Globalization is bringing various cultures and languages together in teams. These teams are expected to perform as if they were all based in the same office. Many companies have adopted a “matrix management” system for these new global teams. The matrix allows resources to be shared across the company. Typical companies are used to thinking in vertical terms. Projects go down the ladder from the manager to the team members. Functional management has a manager in charge and he/she is only responsible for the members directly under his/her supervision. Matrix management requires a new way of structuring and thinking about roles and responsibilities. According to research done by A.T. Kearney, “the matrix allows companies to leverage vast resources while staying small and task oriented. The matrix encourages innovation and fast action, and speeds information to those who know how to use it.” http://www.atkearney.com/shared_res/pdf/Waging_war_on_complexity_S.pdf
The matrix management model is not easy to implement and has many critics that doubt it’s effectiveness. One of the most common critiques is that the person who will evaluate your performance on the team, is not necessarily your manager. Another criticism is that people get spread too thin. Team members have their primary job responsibilities and then have to make time for matrixed teams.
An interesting thing about the matrix is that since the 1980’s, no one has really reexamined it. Christopher Bartlett in an article in the Harvard Business Review says, “all through the 1980’s companies everywhere were redefining their strategies and reconfiguring their operations in response to such developments as the globalization of markets." http://www.bnet.com/abstract.aspx?kw=matrix+management&group=jobs&docid=78945
Companies are operating under the matrix style of management after adopting it decades ago, but have never revisited whether or not it’s working. In most cases the structure falls apart as people change jobs or companies are restructured or grow.
The matrix can be successful at implementing and coordinating multi national teams, but there needs to be tracking systems to make sure that everyone is on task.
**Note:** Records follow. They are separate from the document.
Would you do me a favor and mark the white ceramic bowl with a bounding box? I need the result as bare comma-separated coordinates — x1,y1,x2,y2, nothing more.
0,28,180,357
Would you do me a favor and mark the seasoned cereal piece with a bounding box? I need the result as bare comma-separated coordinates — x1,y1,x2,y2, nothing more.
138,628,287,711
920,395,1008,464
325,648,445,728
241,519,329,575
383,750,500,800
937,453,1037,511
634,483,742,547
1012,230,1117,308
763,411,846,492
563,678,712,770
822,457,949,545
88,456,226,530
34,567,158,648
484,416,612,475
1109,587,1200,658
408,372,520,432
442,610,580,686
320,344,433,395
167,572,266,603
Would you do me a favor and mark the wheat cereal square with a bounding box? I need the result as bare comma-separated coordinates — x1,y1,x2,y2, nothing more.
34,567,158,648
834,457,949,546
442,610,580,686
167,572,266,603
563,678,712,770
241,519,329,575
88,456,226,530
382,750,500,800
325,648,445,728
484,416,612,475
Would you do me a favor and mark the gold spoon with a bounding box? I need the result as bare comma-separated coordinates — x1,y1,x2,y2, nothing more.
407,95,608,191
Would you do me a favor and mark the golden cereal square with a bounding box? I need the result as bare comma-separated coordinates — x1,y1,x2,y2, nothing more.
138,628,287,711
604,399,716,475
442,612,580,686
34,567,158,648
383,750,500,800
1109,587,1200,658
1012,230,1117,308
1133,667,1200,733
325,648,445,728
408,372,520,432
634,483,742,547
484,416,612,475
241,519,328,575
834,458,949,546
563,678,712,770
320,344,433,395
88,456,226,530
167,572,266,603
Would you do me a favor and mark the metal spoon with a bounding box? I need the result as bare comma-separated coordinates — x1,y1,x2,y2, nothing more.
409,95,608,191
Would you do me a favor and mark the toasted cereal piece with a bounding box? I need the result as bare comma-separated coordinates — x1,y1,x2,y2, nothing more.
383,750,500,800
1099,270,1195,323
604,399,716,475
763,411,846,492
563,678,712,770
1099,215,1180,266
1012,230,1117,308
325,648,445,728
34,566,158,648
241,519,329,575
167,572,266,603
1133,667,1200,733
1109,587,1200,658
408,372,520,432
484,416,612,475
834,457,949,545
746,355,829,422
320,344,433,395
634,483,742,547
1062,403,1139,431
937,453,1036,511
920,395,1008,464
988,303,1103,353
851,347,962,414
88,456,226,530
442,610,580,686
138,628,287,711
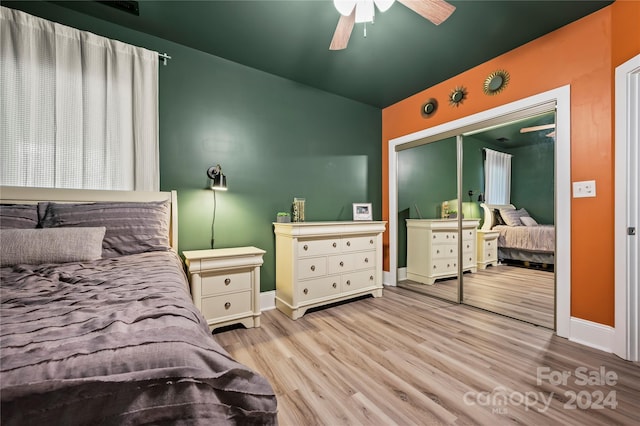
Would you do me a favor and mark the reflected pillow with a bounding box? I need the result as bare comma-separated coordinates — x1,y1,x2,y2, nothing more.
0,227,105,266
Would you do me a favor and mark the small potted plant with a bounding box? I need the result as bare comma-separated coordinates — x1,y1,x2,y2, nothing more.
276,212,291,223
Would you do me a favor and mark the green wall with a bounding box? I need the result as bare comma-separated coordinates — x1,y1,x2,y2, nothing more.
8,2,382,291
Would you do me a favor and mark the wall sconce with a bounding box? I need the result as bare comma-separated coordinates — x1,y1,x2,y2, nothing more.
207,164,227,191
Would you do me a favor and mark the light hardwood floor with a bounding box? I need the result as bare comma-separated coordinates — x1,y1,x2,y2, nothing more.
398,265,555,329
214,287,640,426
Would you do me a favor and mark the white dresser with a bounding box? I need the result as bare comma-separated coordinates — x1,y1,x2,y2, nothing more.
182,247,265,330
407,219,480,284
273,221,386,320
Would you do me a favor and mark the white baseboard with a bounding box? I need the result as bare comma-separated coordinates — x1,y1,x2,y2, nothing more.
569,317,615,352
260,290,276,312
382,268,407,287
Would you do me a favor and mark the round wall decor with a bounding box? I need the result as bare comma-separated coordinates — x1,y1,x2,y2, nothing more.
420,98,438,118
449,86,467,107
482,70,509,96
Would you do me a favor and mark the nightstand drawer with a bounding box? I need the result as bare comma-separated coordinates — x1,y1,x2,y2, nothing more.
202,291,251,319
202,269,251,296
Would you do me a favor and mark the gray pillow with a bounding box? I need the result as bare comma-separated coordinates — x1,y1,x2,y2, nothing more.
40,201,170,257
0,227,105,266
0,204,38,229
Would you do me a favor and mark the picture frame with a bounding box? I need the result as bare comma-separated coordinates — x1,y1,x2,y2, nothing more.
353,203,373,220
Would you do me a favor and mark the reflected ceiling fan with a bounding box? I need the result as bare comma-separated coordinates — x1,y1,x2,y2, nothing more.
329,0,456,50
520,123,556,138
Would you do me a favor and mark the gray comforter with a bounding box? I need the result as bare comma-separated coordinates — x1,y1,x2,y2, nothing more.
0,251,277,425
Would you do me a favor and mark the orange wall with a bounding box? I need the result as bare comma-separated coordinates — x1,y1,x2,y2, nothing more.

One system is called the RASIC, (Responsible, Approve, Support, Inform, Consult).
Person A | Person B | Person C | Person D | Person E | |
Task A | S | R | A | I | C |
Task B | R | S | I | R | A |
Task C | C | A | S | C | S |
Task D | A | C | R | S | R |
Task E | I | I | C | A | I |
Each person on the team will have different roles regarding a task. Since each person on a matrix team comes from different parts of the organization, this is one way of listing all the roles for accountability. Matrix teams that are organized in the beginning often fall into the habit of not revisiting the RASIC as a project progresses. Teams need to refer back to a chart like the RASIC to make sure they are on track and to update roles that have been completed. Without proper accountability measures, the matrix will not be effective. This type of responsibility matrix can group members of team who are spread out internationally. Each person is aware of the other’s role in the project and the sequence of tasks.
Globalization has forced companies to look at whether or not they are prepared to operate internationally or have a diverse workforce. Many companies who have never operated outside the U.S. are hiring foreign managers and outsourcing internationally. The functional style of management needs to adapt to incorporate teams located across the globe. Matrix management has the potential to support these new teams if it is implemented carefully and regulated throughout the project lifecycle.